Так на днях, он рассказывал, что к ним в министерство поступил какой-то угловатый семинарист и облекся во всю форму. Но как ему ни толковали во всех тонкостях о том, как следует поступать, нося шляпу адъютантской формы, которая никогда не поворачивается, при отдавании чести царской Фамилии или высшему начальству, - семинарист, при первой встрече с Императором, забыл все наставления, данные ему адъютантом военного министра и, видя, что все поворачивают шляпы по форме, повернул свою, и его кокарда очутилась сзади на затылке, а широкая сторона шляпы была спереди.
К счастью, Государь был в хорошем расположении духа, сказав: - А! Чернышевский новобранец!
Этот комический рассказ Акинфия Петровича заставил хохотать всю нашу честную компанию почти до слез; а бабушка еще плакала от умиления, находя, что наш Государь, по истине ангельской доброты, уж точно следовало за эту неловкость бедного семинариста в Сибирь ссылать.
Синицын, знавший, что происшествие это было не с семинаристом каким-то, а со мною, когда в марте месяце 1836 года, я в первый раз в жизни облачился в военную форму и наткнулся на Невском Проспекте на Императора, ужасно переконфузился, уверяя Юрьева, что все это выдумка Суковкина и что никогда ничего подобного не было.

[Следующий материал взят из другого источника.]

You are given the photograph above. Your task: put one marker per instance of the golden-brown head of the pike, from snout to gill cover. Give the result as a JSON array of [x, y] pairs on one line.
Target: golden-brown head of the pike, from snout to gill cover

- Вы, дорогой Афанасий Иванович, - сказал я, - чего доброго думаете, что рассказ этот меня огорчает, тогда, как я сам его при вас повторял не раз, чтобы посмешить общество, у Беклемишевых, у Карлгофа, у Бороздиных, у Масловых, везде, где мы с вами встречаемся. Да и чему тут конфузиться? Ежели вы давно не слыхали этого анекдота о шляпе и о шинели, закинутой мною на манер римской тоги, то только потому, что рассказывать все об одном и том же значит хотеть надоесть своим знакомым, да еще и потому, что эти мои комические рассказы об этом случае с подражаниями Величкину, Дюру и Рязанцеву (актеры того времени) дошли, кажется, до нашего графа Александра Ивановича (Чернышева, тогда еще не бывшего князем) и не совсем ему понравились, о чем я узнал конфиденциально от нашего вице-директора, добрейшего Николая Александровича Бутурлина.
И рассказ сослуживца моего Акинфия Петровича все передан как нельзя вернее, кроме только того, что, ради красоты слога, ему вздумалось замаскировать меня семинаристом, каким, как вам известно, я никогда не бывал.